Trascorreranno il Natale a casa Fabio Campa, 39enne di Lecce e Gabiele De Luca, di 23, di Campi Salentina, arrestati, il primo per detenzione e spaccio di sostanze stupefacenti, il secondo per detenzione illegale di arma.

Su istanza degli avvocati difensori, Ivan Feola per Campa e Michele Palazzo per De Luca, il gip Carlo Cazzella ha alleggerito la custodia cautelare in carcere con quella meno afflittiva dei domiciliari, con il parere favorevole del pm Giuseppe Capoccia. De Luca finì in manette il 29 novembre scorso quando all’interno della sua masseria i carabinieri scoprirono un fucile calibro 12 a canna mozza con la matricola cancellata e 73 cartucce. Martedì scorso, il Tribunale del Riesame gli aveva negato l’annullamento dell’arresto. In quell’udienza, era stata prodotta la trascrizione dell’intercettazione del primo colloquio avuto in carcere da De Luca con i familiari in cui si auspicò che “quello” si costituisse e dicesse la verità. Per la Procura, quello sarebbe Massimiliano Leuzzi, arrestato sempre martedì scorso per la pistola a tamburo ritrovata sotto alcune tegole di una copertura della terrazza della sua abitazione di via Cellino.
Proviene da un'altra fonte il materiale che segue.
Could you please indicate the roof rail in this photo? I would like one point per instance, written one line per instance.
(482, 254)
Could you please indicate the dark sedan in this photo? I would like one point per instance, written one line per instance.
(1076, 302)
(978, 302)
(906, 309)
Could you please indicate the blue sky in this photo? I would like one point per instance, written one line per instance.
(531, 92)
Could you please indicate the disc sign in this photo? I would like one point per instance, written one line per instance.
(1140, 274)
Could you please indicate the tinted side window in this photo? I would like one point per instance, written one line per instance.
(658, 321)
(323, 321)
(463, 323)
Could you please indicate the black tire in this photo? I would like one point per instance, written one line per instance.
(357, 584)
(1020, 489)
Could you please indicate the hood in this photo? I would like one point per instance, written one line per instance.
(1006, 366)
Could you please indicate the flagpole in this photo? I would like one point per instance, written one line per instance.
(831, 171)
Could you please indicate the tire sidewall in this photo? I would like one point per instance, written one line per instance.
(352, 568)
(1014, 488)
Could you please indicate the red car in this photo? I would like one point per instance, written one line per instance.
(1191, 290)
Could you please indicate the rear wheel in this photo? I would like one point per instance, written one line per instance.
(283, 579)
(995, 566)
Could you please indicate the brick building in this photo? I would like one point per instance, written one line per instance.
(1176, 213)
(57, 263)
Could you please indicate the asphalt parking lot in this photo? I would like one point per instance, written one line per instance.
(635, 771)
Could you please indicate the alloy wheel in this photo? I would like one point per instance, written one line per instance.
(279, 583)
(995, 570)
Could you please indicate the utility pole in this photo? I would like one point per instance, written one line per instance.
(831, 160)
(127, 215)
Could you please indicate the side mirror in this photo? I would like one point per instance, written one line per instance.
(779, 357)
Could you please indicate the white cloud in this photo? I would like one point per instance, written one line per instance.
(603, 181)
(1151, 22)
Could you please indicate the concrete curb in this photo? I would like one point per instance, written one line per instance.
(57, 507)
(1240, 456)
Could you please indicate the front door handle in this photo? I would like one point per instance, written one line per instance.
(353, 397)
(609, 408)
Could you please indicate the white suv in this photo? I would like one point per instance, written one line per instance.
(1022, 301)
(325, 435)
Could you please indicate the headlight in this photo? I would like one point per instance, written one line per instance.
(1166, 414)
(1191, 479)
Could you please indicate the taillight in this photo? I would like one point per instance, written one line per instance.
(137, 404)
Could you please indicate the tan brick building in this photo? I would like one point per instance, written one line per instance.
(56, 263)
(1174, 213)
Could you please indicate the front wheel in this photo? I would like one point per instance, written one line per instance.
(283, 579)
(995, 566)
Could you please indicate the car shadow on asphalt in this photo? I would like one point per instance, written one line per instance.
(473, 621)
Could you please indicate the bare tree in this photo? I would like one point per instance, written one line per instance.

Inoltre De Luca, attraverso il suo legale, ha chiesto di svolgere una perizia sul fucile e sulle cartucce per rilevare le impronte digitali. Ha ottenuto i domiciliari anche Fabio Campa, 39enne leccese, finito in manette due giorni fa perché gli agenti della squadra mobile trovarono 14 grammi di eroina e quasi 9 di cocaina nascosti nella cameretta dei suoi bambini. Il gip Carlo Cazzella ha disposto la detenzione domiciliare perché le esigenze cautelari si sarebbero affievolite dopo l’ampia confessione rilasciata da Campa in sede di interrogatorio.